There were more nuanced, less caricatured portrayals of the vamp in films like Murnau’s famous Sunrise and Flesh and the Devil (both 1927), starring John Gilbert and Greta Garbo. “Although there is an affinity between Theda Bara’s Vampire and Greta Garbo as temptress, the bad woman ceased to be depicted in the blackest colors in the intervening decade between A Fool There Was and Flesh and the Devil. Filmmakers showed an increasing sophistication in portraying her psychological motivation… Sex continued to be illicit but lost its sinister aspect and became more pleasurable… The sensual woman still posed a dangerous temptation for man and she had to be anesthetized to prevent the repeated collapse of male ethics, if not supremacy” (Higashi 78).

“The vamp was a beacon and a blessing in the cinema, the apex of what a woman on the screen can be. The vamp was beautiful and strong; she made helplessness, which previously had been the desirable norm for girls on film, look insipid and uninspiring. She came from nowhere and walked alone. The vamp was a rhapsody and a revolution” (Burchill 15). But if the vamps of silent film were fundamentally inhuman, caricatured types of threatening female sexuality, by the 1940s the addition of sound, as well as a changing social climate and shifting views of female sexuality allowed for more complex and sophisticated visions of the spider woman. Silent cinema, through its very nature, denied women a voice, the right to be heard as well as seen. Women could not be intelligent, witty, funny, or good conversationalists—not through title cards—so the vamp announced herself through images, dressed in satin and inhaling a cigarette, rather than vocally. While the vamps looked daring without actually doing anything, the femmes fatales developed more fully drawn, individualistic personalities.

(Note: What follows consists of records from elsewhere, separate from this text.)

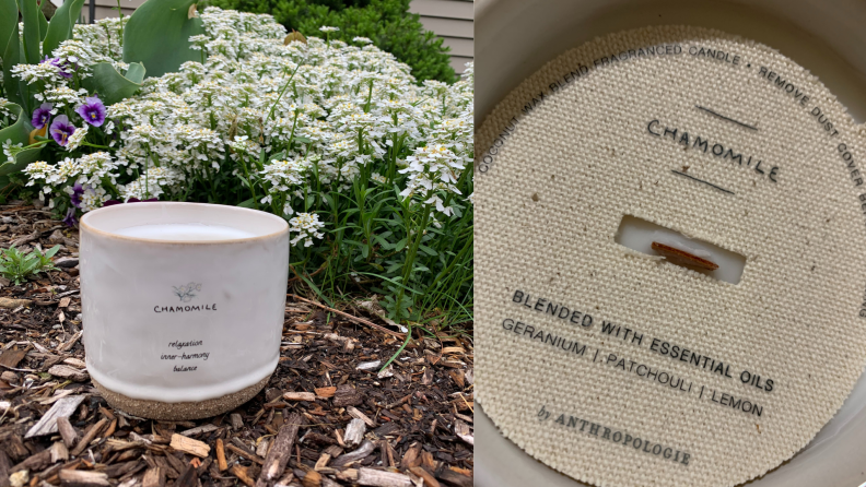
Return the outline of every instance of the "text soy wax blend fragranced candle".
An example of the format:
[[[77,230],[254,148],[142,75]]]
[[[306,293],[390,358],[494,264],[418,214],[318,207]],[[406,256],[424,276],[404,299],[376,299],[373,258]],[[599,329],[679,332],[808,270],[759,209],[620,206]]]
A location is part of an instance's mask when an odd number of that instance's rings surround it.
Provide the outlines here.
[[[116,408],[155,419],[231,411],[279,360],[289,226],[197,203],[108,206],[81,219],[87,370]]]
[[[800,451],[866,363],[866,134],[717,31],[570,50],[476,142],[478,399],[602,486],[734,486]]]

Film noir appeared at a historical moment of crisis, brought about by post-WWII feelings of disillusionment, the influence of German expressionism and the hardboiled tradition of writing of the twenties and thirties. The dominant world view expressed in noir is one of paranoia, claustrophobia, hopelessness, doom, a sense of predetermination, and a lack of clear moral or personal identity. “Man has been inexplicably uprooted from those values, beliefs and endeavors that offer him meaning and stability, and in the almost exclusively urban landscape… he is struggling for a foothold in a maze of right and wrong. He has no reference points, no moral base… Nothing—especially woman—is stable, nothing is dependable” (Place 41). Everything is relative, and values, like identities, are constantly shifting and redefining themselves. The classic noir era (for the purposes of this paper, the period between 1941 and 1947) is of direct significance to the female characters of these movies: the fear of loss of identity, stability, and security reflect the dark and pessimistic post-war social climate. Like the vamp, the femme fatale appeared at a time when masculinity was being challenged—this time not by a relinquishing of Victorian values, but by mass entry of women into the workforce during the war. 

Just as their silent counterparts had been, these strong women were brazenly sexual and aggressive; “the decade’s New Woman became the femme fatale in whose presence no man was safe” (Hirsch 154). The noir world, unlike the gangster or western ones, is one in which women are central to the intrigue, and not placed safely into categories prevalent in other genres—wives, mothers, daughters, lovers, mistresses, etc. “Women are an essential part of the noir world; their depiction as harbingers of destructive passion or heartless self-interest combines all too well with the weaknesses of their male counterparts to form an explosive and often corrosive dynamic” (Dickos 156). Defined by their desirable but dangerous sexuality like the vamp, noir women are always a part of the action, never a part of the décor. The femme fatale is often a threat and an obstacle in the male quest, and sometimes the reason for it. Noir gives us “one of the few periods of film in which women are active, not static symbols, are intelligent and powerful, if destructively so, and derive power, not weakness, from their sexuality” (Place 35).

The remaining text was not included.